L’épidémie de la
maladie à virus Ebola qu’a connu la guinée entre 2014 et 2016 a montré la
faiblesse du système de santé. La riposte à cette épidémie a été une grande
leçon pour le monde entier. Elle a permis de revoir le fonctionnement du
système de santé dans toutes ses composantes. Sur le plan structure, il y’a entre
autres la mise en place des centres de traitement des épidémies dans toutes les
préfectures, la création d’une agence nationale de sécurité sanitaire, la mise
à disposition des ressources humaines et la formation de plusieurs cadres de la
santé. Sur le plan processus, il y a les comités de crises dans toutes les
préfectures, les équipes régionales et préfectorales d'alerte précoce et d'intervention rapide. Surtout le renforcement de la surveillance épidémiologique avec l’amélioration de la circulation de l’information
sanitaire par l’implication de la population à la base dans la remontée des
informations.
Quel impact d’Ebola sur la
riposte à la pandémie Covid19 ?
La Guinée est
rentrée officiellement dans cette épidémie covid19 le 12 mars 2020. Un mois
après, il y a 250 cas confirmés, 17 guéris et 0 décès. Comme pendant la riposte
à la maladie à virus Ebola quatre ans plutôt, des mesures ont été prises. Le
contrôle des passagers à l’aéroport, la communication pour les bonnes pratiques
de l’hygiènes des mains et l’identification de tout voyageur en provenance
d’une zone infectée. Les populations ont adhéré à ces mesures. Cependant le
système de santé semble n’avoir jamais gérer une telle épidémie. Que se
passe-t-il au sommet ? Aucuns moyens de protection n’est mis à la
disposition des acteurs pour la riposte. Un agent de sécurité déclare « il
faut nous donner des équipements de protection individuelle. Sinon quand les
gens forcent la situation, nous ne pouvons rien faire… ». Dans les
districts sanitaires, les comités de crise ont du mal à s’activer. La riposte
organisée n’est menée qu’à Conakry, ville la plus touchée actuellement.
Cependant dans d’autres districts, ce ne sont que les populations qui
manifestent leur volonté. Un mois après la déclaration de
l’épidémie dans ce pays, on a du mal encore à se situer dans le processus. On
se sait toujours encore pas qui doit faire quoi dans cette lutte. Pourtant les
chiffres s’alourdissent tous les jours.
Ne faut-il pas
comme la riposte à Ebola décentraliser les activités de celle au covid19 ?

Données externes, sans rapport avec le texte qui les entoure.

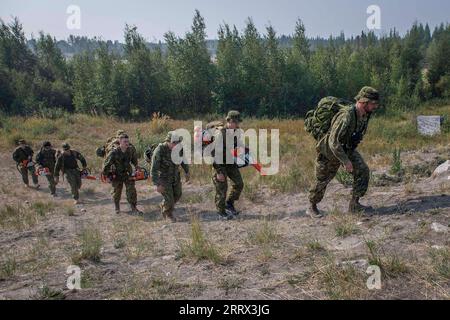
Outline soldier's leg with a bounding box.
[161,183,175,219]
[19,166,28,185]
[111,179,123,206]
[349,150,370,198]
[309,154,340,204]
[212,170,228,214]
[47,174,56,195]
[226,166,244,204]
[124,180,137,207]
[173,179,183,204]
[28,166,39,186]
[66,170,80,201]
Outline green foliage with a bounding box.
[390,149,404,175]
[179,218,224,264]
[0,11,450,120]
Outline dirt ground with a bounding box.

les comités de crise doivent-elles continuer à dormir ? faut-il attendre
qu’un district notifie un cas positif pour qu’il soit intégré dans les
activités de riposte ? Il est encore temps d’agir pour éviter la fuite des
cerveaux des districts. Toutes les activités de routines étant arrêtées pour
cause de cette pandémie, les agents seront obligés de fuir vers les offres
d’emploi. Ce qui créera un déficit en ressources humaines.